Hm, not sure how I missed that! Here's the XML:
<w:object w:dxaOrig="9735" w:dyaOrig="5850">
<v:shapetype id="_x0000_t75" coordsize="21600,21600" o:spt="75" o:preferrelative="t" path="m@4@5l@4@11@9@11@9@5xe" filled="f" stroked="f">
<v:stroke joinstyle="miter"/>
<v:formulas>
<v:f eqn="if lineDrawn pixelLineWidth 0"/>
<v:f eqn="sum @0 1 0"/>
<v:f eqn="sum 0 0 @1"/>
<v:f eqn="prod @2 1 2"/>
<v:f eqn="prod @3 21600 pixelWidth"/>
<v:f eqn="prod @3 21600 pixelHeight"/>
<v:f eqn="sum @0 0 1"/>
<v:f eqn="prod @6 1 2"/>
<v:f eqn="prod @7 21600 pixelWidth"/>
<v:f eqn="sum @8 21600 0"/>
<v:f eqn="prod @7 21600 pixelHeight"/>
<v:f eqn="sum @10 21600 0"/>
</v:formulas>
<v:path o:extrusionok="f" gradientshapeok="t" o:connecttype="rect"/>
<o:lock v:ext="edit" aspectratio="t"/>
</v:shapetype>
<v:shape id="_x0000_i1025" type="#_x0000_t75" style="width:488.1pt;height:293pt" o:ole="">
<v:imagedata r:id="rId5" o:title=""/>
</v:shape>
<o:OLEObject Type="Embed" ProgID="Visio.Drawing.11" ShapeID="_x0000_i1025" DrawAspect="Content" ObjectID="_1591516258" r:id="rId6"/>
</w:object>
I don't actually understand what this does. Is the image with id rId5 just a bitmap version of the whole drawn object, or is it part of the object? If the former, I guess we can look in w:object for v:shape and get the imagedata.
is it resolved. I am facing the same problem
When an issue is open, it means that it has not yet been resolved.

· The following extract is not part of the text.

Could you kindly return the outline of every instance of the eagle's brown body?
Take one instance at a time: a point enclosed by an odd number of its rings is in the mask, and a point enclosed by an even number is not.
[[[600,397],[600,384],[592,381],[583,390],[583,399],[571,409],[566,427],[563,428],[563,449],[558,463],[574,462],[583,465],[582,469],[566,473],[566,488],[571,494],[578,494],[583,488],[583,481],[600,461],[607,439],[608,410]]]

This issue has been resolved by the commit above.
Hi,
I use pandoc 2.1.1 on windows and linux. When I try to convert this docx file, the image is not extracted. issue_object_as_image.docx
I think this is due to the fact that this is not a simple image, this is an object displayed as an image. But, because the image is well in the media directory into the docx (I checked it by changing the extension to .zip and extracting all files), I hope this should be able to extract this kind of image.
To reproduce this issue:
pandoc.exe -s --from docx-simple_tables-multiline_tables-grid_tables+pipe_tables --to commonmark+pipe_tables issue_object_as_image.docx -o issue_object_as_image.md --extract-media media --file-scope --wrap=none --atx-headers
Result The image is not extracted and the reference to the image is missing in markdown file
Expected result The image is extracted and the reference to the image is in markdown file
Thank you for this great tool. Regards.